We need the placement representation in the IR in the design of DISC. I guess this would be a common issue for other host-device joint compiler stacks. A PlacerPass in the tensor world is usually more feasible for a number of reasons. So we need the placement representation in both tensor world and buffer world.

For tensor world:

Our current proposal is to add a custom attribute on mhlo dialect, an example is:

%209 = “xla_hlo.d_reshape”(%arg1, %208) {xla_dhlo.device = “cpu”} : (tensor<?xi32>, tensor<2xi32>) → tensor<?x1xi32>

Another example for a multioutput node:

%5387 = “xla_hlo.d_topk”(%5384, %5386, %73) {dimension = 1 : i64, xla_dhlo.device = [“gpu”, “gpu”]} : (tensor<?x22605xf32>, tensor<?x22605xi32>, tensor) → tuple<tensor<?x6xf32>, tensor<?x6xi32>>

This works fine in our current codebase. However, there’s a risk that other mhlo passes may not properly handle a custom attribute, mistakenly drop it for example, or the replaced ops might not correctly inherit the placement attribute in some kind of mhlo optimizations. So, I can think of two solutions at the moment:

1, Add an “official” attribute in mhlo Dialect, and hope all the mhlo layer optimization passes properly inherit it.
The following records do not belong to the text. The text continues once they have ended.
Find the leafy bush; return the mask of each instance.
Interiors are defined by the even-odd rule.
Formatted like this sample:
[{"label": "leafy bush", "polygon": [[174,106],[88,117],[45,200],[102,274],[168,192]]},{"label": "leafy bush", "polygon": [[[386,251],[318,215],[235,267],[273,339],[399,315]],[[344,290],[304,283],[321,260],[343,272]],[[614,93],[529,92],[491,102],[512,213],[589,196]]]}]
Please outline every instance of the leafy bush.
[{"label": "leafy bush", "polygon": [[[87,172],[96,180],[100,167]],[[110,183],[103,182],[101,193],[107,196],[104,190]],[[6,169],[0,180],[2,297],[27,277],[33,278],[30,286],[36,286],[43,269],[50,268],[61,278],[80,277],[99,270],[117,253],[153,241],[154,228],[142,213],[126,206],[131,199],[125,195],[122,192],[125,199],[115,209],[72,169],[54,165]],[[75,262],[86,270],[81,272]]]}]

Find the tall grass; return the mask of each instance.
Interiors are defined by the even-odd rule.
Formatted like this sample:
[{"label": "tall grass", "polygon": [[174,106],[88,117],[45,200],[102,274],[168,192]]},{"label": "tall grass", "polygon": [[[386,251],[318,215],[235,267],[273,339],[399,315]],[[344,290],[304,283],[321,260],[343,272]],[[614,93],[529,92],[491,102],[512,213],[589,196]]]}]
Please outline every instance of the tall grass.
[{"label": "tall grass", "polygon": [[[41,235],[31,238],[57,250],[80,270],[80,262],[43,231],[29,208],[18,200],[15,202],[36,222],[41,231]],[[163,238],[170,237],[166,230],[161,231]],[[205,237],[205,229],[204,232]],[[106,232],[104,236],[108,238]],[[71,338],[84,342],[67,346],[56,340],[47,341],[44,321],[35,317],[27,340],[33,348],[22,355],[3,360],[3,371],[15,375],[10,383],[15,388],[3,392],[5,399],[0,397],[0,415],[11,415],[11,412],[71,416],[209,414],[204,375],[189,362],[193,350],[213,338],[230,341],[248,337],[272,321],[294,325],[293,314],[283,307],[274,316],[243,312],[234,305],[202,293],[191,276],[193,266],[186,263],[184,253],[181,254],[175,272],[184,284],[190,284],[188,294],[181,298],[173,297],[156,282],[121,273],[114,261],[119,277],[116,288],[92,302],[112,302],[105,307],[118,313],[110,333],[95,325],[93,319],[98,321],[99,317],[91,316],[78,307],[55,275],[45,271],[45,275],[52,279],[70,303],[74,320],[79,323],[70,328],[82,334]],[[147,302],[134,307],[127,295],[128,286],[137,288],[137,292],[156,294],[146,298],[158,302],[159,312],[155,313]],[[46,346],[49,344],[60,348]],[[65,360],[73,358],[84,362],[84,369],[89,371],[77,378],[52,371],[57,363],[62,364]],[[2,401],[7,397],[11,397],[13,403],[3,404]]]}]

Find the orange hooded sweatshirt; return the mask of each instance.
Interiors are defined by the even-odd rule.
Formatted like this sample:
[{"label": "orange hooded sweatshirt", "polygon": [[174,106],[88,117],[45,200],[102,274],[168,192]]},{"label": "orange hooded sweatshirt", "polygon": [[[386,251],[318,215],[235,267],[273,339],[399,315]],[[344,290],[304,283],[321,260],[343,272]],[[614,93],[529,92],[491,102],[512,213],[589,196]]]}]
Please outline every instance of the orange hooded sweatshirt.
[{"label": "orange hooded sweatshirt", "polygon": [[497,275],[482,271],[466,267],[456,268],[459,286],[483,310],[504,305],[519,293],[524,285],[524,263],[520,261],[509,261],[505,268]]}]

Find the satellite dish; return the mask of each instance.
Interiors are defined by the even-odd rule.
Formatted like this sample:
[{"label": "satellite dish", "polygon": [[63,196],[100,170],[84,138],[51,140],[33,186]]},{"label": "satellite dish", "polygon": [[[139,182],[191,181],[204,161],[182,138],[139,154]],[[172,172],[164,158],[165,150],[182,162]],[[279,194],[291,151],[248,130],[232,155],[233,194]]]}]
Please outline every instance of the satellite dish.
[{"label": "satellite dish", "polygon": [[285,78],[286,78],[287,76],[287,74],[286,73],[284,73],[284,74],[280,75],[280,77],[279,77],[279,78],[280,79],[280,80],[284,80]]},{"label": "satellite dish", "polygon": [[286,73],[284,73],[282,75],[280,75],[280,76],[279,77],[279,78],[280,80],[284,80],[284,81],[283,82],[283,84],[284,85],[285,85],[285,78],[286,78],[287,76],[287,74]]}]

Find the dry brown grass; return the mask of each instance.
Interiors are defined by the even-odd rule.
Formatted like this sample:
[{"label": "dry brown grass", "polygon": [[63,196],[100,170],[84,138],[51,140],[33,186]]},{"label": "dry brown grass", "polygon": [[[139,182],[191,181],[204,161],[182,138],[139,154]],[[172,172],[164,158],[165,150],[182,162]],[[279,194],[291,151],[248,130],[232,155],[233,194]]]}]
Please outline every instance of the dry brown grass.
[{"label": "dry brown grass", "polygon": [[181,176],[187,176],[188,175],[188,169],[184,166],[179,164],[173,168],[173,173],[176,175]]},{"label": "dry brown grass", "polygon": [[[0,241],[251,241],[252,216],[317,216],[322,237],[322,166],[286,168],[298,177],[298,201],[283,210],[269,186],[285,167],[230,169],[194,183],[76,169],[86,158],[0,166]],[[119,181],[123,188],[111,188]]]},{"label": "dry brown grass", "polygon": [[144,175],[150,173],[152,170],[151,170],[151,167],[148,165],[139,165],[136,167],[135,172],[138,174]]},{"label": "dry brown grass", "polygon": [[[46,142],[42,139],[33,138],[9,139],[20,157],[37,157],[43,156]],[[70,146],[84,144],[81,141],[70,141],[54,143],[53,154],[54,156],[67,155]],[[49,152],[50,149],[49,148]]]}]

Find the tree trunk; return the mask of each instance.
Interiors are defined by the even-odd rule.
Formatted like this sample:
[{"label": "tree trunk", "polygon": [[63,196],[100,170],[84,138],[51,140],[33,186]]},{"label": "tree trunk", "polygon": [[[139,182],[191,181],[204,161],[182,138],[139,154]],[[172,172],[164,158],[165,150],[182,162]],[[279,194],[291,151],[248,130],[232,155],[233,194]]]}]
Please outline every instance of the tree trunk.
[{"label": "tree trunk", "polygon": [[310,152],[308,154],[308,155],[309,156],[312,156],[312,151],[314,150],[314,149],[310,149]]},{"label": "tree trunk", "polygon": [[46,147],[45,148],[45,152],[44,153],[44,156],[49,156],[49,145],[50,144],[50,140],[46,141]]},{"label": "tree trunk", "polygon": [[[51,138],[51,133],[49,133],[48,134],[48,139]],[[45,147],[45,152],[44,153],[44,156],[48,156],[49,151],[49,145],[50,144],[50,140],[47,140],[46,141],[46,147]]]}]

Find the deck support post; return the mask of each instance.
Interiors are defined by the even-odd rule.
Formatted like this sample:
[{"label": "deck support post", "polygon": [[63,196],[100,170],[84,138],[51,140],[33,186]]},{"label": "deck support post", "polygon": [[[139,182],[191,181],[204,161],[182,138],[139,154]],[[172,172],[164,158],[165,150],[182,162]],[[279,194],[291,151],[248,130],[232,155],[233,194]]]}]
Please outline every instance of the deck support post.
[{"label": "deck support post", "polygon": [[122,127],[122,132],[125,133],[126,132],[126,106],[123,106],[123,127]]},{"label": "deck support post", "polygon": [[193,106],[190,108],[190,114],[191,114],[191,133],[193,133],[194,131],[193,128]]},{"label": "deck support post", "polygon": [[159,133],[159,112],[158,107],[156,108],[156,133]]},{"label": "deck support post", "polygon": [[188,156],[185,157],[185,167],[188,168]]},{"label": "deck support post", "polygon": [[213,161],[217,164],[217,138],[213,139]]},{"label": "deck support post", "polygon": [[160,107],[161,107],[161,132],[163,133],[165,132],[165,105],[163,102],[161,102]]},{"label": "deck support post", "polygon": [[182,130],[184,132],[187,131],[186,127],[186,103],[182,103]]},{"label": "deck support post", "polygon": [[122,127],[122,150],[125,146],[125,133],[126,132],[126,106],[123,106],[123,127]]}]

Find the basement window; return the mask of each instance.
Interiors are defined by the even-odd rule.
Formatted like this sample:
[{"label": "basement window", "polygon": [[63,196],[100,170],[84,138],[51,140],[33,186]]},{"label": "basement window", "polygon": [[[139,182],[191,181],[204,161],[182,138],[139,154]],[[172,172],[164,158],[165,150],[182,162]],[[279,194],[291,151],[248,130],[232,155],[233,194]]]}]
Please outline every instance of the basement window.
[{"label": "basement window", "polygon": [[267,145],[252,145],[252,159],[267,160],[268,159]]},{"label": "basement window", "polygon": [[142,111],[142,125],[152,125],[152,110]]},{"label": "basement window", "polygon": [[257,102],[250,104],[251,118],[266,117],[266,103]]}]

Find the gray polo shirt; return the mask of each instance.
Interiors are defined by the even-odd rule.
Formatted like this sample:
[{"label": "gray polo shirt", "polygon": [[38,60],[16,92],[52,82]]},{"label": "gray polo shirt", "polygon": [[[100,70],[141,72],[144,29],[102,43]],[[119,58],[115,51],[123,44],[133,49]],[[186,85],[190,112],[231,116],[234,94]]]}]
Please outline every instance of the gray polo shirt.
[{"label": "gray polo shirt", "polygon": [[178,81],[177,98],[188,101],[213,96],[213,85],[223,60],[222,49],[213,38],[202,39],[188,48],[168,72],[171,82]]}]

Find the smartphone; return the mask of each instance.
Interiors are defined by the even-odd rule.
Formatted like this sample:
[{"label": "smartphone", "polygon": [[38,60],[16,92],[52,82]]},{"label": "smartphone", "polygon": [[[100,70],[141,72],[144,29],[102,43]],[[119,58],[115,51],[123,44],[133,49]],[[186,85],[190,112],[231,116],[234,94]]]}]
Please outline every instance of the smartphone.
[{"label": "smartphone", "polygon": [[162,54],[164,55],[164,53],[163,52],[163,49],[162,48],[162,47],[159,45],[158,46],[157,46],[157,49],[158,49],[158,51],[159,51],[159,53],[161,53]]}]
2, Add a memory space property in TensorType.

From my point of view, I personally prefer 1 since it’s not intuitive for a tensor to have a memory space. But I still have a little bit of concern for solution 1, which is, how can we actually make an attribute ‘official’?

Pls let know if you have any better ideas.

For buffer world:

It should be OK for us to just use the MemorySpace attribute in MemRefType. But I still have a few understandings may need to be confirmed:

1, the ‘MemorySpace’ may contains two levels of information: the memory hierarchy (alloc vs alloca), and the memory type (host0/host1/device0/device1/device2). How to interpret it is user-defined.

2, the 'MemorySpace of MemRefType will not be strictly associated with the ‘address space’ of llvm

Does it make sense to create a dialect with a host_tensor and device_tensor type and use these types to represent a placed MHLO graph? This dialect should also include the H2D and D2H HLOs.

The MHLO dialect can then depend on this dialect and MHLOs can be generalized to allow host_tensor and device_tensor as input/output.

I would rather add a new property in TensorType, than to create two new types of host_tensor/device_tensor. New types means we need a type conversion somewhere, which in my understanding is far more complicated.

This all sounds very specific to certain types of implementations and likely calls for some dialect specific mechanisms specific to what is trying to be done.

As a fly on the wall: types are very heavy for such things and make the kind transformations you will seek to do tricky (ie. Try to place on a device, fall back to host, etc). Have you considered an op centric approach for signaling or outlining transitions?

Have you considered an op centric approach for signaling or outlining transitions?

Not sure if i get the point, would you explain in a little more detail?

The “MemorySpace” is fairly opaque at the moment, you can use it to model what you want. It’ll likely have to be specific to a target system I think.

Correct, you can use it to model what you want in MLIR. This is why it evolved to just an Attribute recently.

We could do that, but we’d need to think about what it models exactly. For example would it model the multiple cores of a device? XLA can do this kind of things right now, but can’t model the host computation I believe.

We recently added an “encoding” attribute on the TensorType which can support this kind of things as well.

Have you looked in TF dialects and device launch op? This has the added benefit of optimizations not accidentally adding additional transfers.

As the codes for TPU are not fully open sources, I need to confirm my understandings for tf_device.LaunchOp first: what would you put into the body region of tf_device.LaunchOp?
1, one op, or a kernel;
2, a subgraph;
if 2, we’ve considered similar approches, which is to put the device subgraph into a region of some kind of wrapper op. However this will bring additional complexity in order to support UniqueOp in dynamic shape semantics in future. The graph has to be seperated into multiple device::LaunchOps and there has to be a pass to make a correct clustering.
if 1, i don’t see any additional benefits than just to add an attribute. Please correct me if i’m wrong.